Six months after ’60 Days In,’ jail much improved (2024)

Six months after ’60 Days In,’ jail much improved (1)

Almost six months after all the camera crews and undercover inmates left the Etowah County Detention Center, Sheriff Jonathon Horton said the “60 Days In” experience put him about 10 years ahead in making improvements at the jail.

The final two episodes — reunion shows involving the participants, Horton and Chief of Corrections Keith Peek — aired during the last two weeks, and the sheriff seems glad to have it all over and done with.

The show producers contacted Horton prior to taking office, and the cameras came on board when his administration did. It was about the end of March or early April when the first team of participants went into the jail, posing as inmates to gather information that the sheriff and jail staff could use to make conditions better.

A&E billed it as the wildest season ever, and promoted it highlighting the number of participants who couldn’t make it to the end of the 60 days.

Horton got the chance to see the episodes before they aired, and had some moments of “Do I really want to do this,” when he thought about putting all the faults found in the jail on national TV.

But looking back, the sheriff said, he would do it again. He said, “The things we learned, especially from Team One,” were things they never could have learned from the outside the facility, outside the cells, looking in.

“Was there some television drama there?” Horton said. “Absolutely.”

But what the cameras captured made the needs for change apparent, in training and equipment for officers, in the way units were structured and in some procedures used when inmates leave and return to the jail.

Horton said he would have liked to alter the timeline of the show a bit. The producers’ idea to send in a second team of participants came up just as Team One — what was left of it — was leaving the jail.

He would have liked to have more time to act on the information the first team gleaned, and to solidify some changes, before that second team went in. By that time, the already-in-the-works repairs on cell door locks and windows were done, but the detention center had not received the X-ray machine it uses now to search inmates coming into the jail. Team Two left the jail on Nov. 8; the scanner went into use after Christmas.
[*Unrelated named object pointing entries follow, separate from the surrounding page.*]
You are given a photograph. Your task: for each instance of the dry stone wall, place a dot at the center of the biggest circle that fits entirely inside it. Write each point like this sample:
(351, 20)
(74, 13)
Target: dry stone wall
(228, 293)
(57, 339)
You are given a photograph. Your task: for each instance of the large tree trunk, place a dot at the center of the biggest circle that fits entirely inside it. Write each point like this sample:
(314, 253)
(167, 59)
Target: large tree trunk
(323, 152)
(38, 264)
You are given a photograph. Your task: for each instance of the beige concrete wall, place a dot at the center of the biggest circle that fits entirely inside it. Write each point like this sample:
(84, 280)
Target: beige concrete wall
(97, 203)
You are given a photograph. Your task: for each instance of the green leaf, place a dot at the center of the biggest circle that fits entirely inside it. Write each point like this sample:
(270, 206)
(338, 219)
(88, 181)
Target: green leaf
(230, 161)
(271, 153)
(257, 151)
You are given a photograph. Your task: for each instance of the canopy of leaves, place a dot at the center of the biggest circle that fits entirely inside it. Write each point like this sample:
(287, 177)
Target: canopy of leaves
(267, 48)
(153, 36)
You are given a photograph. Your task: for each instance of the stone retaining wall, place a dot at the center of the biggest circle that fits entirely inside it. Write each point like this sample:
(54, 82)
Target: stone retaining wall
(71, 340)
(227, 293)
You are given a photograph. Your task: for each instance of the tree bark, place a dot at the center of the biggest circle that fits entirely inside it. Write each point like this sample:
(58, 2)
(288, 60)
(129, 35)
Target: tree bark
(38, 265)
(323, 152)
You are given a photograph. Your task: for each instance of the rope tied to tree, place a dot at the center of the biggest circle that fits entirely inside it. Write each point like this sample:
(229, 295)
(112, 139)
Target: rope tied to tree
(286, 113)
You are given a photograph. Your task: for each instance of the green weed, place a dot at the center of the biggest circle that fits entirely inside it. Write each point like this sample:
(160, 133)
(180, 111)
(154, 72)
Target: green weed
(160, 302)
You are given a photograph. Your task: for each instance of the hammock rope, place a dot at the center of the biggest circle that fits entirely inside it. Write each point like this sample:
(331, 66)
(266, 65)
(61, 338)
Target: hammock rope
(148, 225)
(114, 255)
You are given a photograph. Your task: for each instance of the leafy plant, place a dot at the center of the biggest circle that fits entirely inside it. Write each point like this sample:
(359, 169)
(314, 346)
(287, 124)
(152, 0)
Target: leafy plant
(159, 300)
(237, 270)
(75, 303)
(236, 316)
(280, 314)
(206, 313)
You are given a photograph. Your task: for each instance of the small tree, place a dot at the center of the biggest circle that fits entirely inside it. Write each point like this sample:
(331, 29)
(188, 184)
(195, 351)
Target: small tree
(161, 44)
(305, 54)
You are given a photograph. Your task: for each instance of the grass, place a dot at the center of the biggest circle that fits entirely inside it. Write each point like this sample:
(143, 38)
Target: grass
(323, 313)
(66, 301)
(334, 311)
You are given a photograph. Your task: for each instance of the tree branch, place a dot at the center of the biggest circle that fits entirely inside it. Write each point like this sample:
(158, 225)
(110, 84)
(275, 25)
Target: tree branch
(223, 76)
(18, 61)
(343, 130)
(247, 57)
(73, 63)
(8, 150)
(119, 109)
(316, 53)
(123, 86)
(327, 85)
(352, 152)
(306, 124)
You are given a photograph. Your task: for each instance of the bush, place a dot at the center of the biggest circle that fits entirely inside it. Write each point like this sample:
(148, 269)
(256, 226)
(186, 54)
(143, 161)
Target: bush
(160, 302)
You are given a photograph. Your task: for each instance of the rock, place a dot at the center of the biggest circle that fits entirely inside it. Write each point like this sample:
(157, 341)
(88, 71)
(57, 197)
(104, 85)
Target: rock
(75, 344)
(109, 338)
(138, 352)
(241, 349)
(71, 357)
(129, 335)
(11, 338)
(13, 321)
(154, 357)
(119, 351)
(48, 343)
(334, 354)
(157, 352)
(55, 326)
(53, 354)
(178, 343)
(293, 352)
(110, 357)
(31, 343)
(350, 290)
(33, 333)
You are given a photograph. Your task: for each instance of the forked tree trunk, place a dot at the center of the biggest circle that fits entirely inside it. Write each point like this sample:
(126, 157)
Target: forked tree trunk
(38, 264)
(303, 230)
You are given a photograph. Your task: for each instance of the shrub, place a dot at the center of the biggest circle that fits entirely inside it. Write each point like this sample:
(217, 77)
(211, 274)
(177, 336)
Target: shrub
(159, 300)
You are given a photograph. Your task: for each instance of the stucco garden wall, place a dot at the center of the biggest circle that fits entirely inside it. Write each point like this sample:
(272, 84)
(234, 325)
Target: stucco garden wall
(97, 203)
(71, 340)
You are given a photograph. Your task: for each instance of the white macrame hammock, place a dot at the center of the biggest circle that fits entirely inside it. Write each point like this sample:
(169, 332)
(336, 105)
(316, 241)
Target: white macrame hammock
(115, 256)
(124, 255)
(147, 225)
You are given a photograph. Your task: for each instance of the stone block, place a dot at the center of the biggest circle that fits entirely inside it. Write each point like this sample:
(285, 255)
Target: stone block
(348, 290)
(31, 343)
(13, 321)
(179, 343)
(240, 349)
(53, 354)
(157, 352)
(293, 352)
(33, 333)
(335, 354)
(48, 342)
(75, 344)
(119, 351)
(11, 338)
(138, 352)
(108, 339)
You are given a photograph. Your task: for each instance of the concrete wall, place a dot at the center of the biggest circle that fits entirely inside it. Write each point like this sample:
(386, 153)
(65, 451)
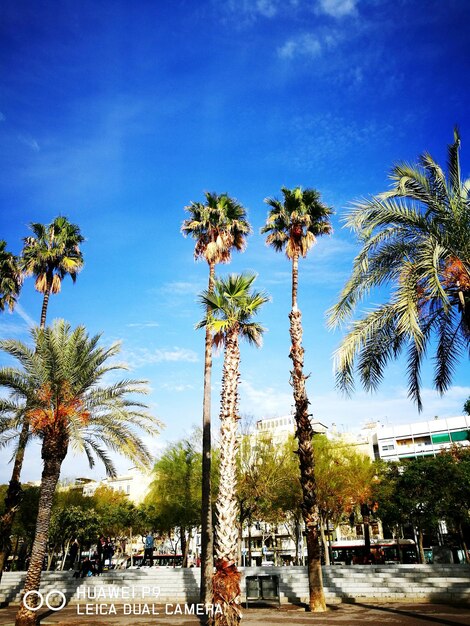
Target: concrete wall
(438, 583)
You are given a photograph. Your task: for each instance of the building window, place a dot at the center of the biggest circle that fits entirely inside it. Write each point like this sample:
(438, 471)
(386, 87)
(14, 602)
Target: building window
(460, 435)
(440, 438)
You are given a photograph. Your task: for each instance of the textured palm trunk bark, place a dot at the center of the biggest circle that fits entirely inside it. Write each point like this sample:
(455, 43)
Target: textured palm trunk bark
(12, 499)
(226, 581)
(365, 512)
(422, 558)
(324, 541)
(304, 434)
(45, 302)
(207, 534)
(14, 493)
(54, 450)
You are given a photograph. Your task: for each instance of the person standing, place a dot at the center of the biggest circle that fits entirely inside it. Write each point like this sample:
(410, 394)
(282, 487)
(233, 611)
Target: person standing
(73, 553)
(148, 548)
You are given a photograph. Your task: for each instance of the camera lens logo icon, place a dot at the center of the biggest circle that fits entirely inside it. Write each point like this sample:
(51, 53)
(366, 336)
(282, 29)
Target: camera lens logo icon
(44, 599)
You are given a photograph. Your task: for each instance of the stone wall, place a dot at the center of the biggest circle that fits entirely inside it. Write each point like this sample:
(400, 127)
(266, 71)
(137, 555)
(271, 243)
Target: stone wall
(431, 583)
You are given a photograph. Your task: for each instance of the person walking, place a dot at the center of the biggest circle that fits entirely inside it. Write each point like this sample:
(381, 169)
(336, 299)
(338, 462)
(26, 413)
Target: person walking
(148, 548)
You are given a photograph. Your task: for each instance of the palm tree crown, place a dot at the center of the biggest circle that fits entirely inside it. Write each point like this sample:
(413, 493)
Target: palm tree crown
(416, 240)
(51, 254)
(231, 306)
(58, 388)
(294, 224)
(10, 278)
(218, 226)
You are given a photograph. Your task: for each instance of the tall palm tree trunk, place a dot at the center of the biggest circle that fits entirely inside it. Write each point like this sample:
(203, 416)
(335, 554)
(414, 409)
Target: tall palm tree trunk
(53, 455)
(13, 499)
(14, 492)
(304, 434)
(45, 303)
(207, 535)
(226, 582)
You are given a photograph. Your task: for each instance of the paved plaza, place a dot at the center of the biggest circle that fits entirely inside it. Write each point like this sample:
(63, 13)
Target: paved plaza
(357, 614)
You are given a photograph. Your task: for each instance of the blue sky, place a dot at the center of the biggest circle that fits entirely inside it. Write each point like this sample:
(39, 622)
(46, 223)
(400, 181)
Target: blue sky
(117, 114)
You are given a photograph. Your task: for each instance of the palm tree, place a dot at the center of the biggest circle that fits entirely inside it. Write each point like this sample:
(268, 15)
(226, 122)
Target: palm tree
(230, 307)
(293, 226)
(10, 278)
(60, 384)
(416, 241)
(51, 254)
(218, 226)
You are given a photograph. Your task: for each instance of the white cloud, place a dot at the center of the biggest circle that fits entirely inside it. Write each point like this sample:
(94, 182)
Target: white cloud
(306, 45)
(349, 414)
(176, 387)
(264, 401)
(181, 288)
(144, 356)
(24, 316)
(252, 9)
(337, 8)
(29, 141)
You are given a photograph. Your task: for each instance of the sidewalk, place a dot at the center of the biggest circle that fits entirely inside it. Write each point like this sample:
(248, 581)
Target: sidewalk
(342, 615)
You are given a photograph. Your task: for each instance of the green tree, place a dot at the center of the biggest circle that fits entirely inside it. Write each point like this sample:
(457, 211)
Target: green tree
(230, 309)
(344, 480)
(412, 492)
(61, 383)
(69, 522)
(416, 241)
(175, 492)
(51, 254)
(10, 278)
(219, 226)
(293, 226)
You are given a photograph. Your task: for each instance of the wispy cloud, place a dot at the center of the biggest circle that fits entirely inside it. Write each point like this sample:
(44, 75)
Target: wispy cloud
(176, 387)
(30, 142)
(181, 288)
(24, 316)
(337, 8)
(265, 401)
(307, 45)
(144, 356)
(251, 10)
(303, 45)
(351, 413)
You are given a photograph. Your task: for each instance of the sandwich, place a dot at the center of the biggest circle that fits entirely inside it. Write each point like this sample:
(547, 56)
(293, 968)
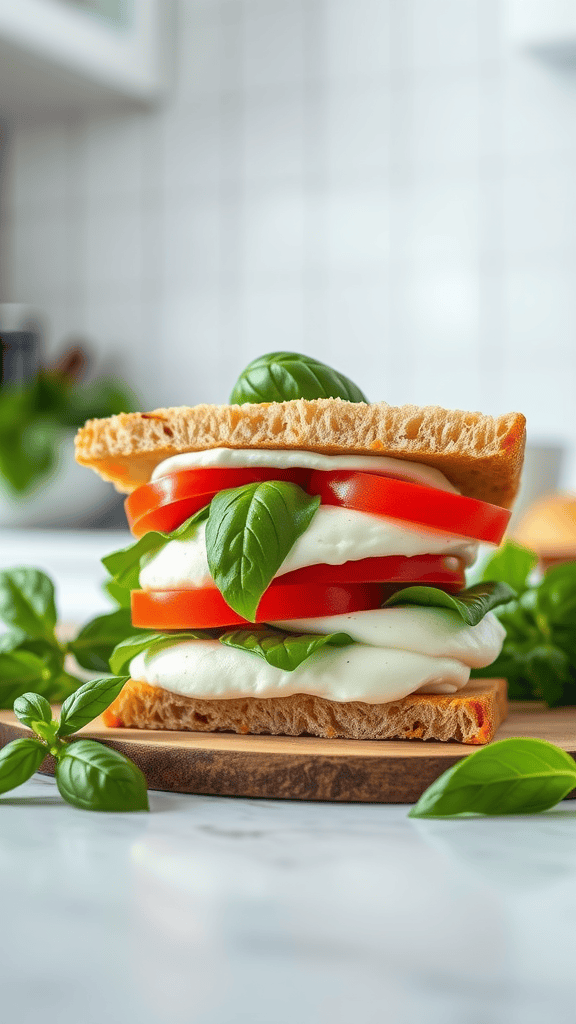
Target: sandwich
(299, 558)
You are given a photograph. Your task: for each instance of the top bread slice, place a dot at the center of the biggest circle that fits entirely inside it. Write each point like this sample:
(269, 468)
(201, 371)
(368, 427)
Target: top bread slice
(481, 455)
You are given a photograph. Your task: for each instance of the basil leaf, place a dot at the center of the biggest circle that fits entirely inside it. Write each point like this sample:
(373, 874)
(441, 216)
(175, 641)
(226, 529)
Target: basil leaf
(284, 376)
(95, 642)
(471, 604)
(511, 776)
(32, 708)
(249, 532)
(124, 565)
(118, 594)
(18, 761)
(88, 701)
(19, 671)
(27, 601)
(63, 685)
(128, 648)
(556, 599)
(511, 564)
(283, 650)
(94, 777)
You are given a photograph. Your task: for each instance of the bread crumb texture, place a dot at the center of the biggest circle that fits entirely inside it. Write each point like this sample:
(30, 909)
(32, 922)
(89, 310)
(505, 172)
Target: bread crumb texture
(481, 455)
(468, 717)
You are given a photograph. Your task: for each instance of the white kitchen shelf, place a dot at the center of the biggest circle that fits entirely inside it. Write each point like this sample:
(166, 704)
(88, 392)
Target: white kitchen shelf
(546, 28)
(56, 56)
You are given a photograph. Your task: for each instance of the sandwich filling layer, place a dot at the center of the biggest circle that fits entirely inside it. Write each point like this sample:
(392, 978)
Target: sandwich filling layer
(400, 469)
(396, 650)
(372, 673)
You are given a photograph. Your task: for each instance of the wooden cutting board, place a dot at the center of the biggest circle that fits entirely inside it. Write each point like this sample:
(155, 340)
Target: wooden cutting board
(303, 768)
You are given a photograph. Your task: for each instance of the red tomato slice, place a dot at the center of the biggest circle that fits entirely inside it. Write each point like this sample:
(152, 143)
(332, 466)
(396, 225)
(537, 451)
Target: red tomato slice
(205, 607)
(439, 570)
(168, 502)
(411, 503)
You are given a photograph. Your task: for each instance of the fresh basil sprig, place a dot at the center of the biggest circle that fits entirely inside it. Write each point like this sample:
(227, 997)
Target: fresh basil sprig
(124, 565)
(152, 642)
(510, 776)
(250, 530)
(32, 657)
(88, 774)
(92, 646)
(538, 656)
(471, 604)
(283, 650)
(284, 376)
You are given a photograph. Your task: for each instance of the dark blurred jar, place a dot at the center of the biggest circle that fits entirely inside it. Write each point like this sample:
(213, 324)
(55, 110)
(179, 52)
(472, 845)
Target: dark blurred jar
(19, 344)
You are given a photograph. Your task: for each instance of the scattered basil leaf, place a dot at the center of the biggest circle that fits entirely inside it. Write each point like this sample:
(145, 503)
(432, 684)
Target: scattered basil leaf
(124, 565)
(283, 650)
(511, 564)
(152, 642)
(470, 604)
(94, 777)
(18, 761)
(62, 685)
(284, 376)
(11, 640)
(510, 776)
(93, 645)
(556, 600)
(249, 532)
(27, 601)
(32, 708)
(21, 670)
(88, 701)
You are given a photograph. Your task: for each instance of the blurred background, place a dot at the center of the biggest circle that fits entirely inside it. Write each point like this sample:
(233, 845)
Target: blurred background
(386, 184)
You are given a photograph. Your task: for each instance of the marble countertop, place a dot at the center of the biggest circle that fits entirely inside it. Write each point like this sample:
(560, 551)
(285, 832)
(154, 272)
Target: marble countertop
(218, 910)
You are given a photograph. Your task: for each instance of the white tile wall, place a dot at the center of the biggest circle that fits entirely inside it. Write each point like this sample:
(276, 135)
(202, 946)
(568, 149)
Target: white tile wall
(382, 183)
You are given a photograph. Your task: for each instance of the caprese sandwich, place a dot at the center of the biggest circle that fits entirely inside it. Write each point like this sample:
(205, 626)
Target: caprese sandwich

Even without the X-ray machine, participant Tony, a Fulton County corrections officer who participated in both seasons, said he saw a 110% change from his late spring stint in jail to the 30 days he spent there last fall.

A great deal of the criticism on the show was leveled at corrections officers — though only a few frequent fixtures on the show — and their lack of control in the jail.

Horton said changes were made to better train and equip the officers for the job, and to make it a better job, period.

The County Commission approved three step raises for corrections officers, he said, and a one-step increase on hiring schedules.

COs are now equipped with tasers as well as pepper spray, and other equipment that show participants recommended, on their equipment belts.

They get five weeks of training, increased from the previous three weeks, that includes more self-defense and use of non-lethal force. Perhaps more importantly, Horton said, officers don’t train for five weeks before they get an idea of what they getting into.

“We have them train with someone now,” Horton said, to give them a chance to see if this is really the job for them.

All the changes have helped cut down the turnover in the jail. In the recent past, Horton said, there would be 15 or 20 new hires in the jail at each commission meeting. Now there may be two or three.

“We had people who would come in and quit within a week,” Horton said, after weeks of training.

Along with the commission purchasing a $150,000 X-ray machine to scan people coming into the jail, he said those measures have combined to make the COs more confident.

Horton said they know the inmates have been scanned well for contraband, they know cell doors will lock and that they have the equipment to deal with problems in the jail.

“There are a million little things we learned,” he said, that have made a big difference.

Having the show filming during the year in office was an added challenge. “You have a million things to take care of,” he said, “and you have this big secret film project.”

When Nov. 8 rolled around and the crew was leaving, Horton said there was a feeling of “it’s been nice, but good riddance.”

Before the COVID-19 pandemic limited access and public gatherings, Horton said an open house was planned to show the public how different the jail is now from what they saw on the show.

He said it’s cleaner, with no graffiti on the walls. Cells are not cluttered; it’s more like the military.

Horton said there’s been a change in the atmosphere, and that has made a great difference for the staff and the inmates. He hopes that open house can happen, when the pandemic ends.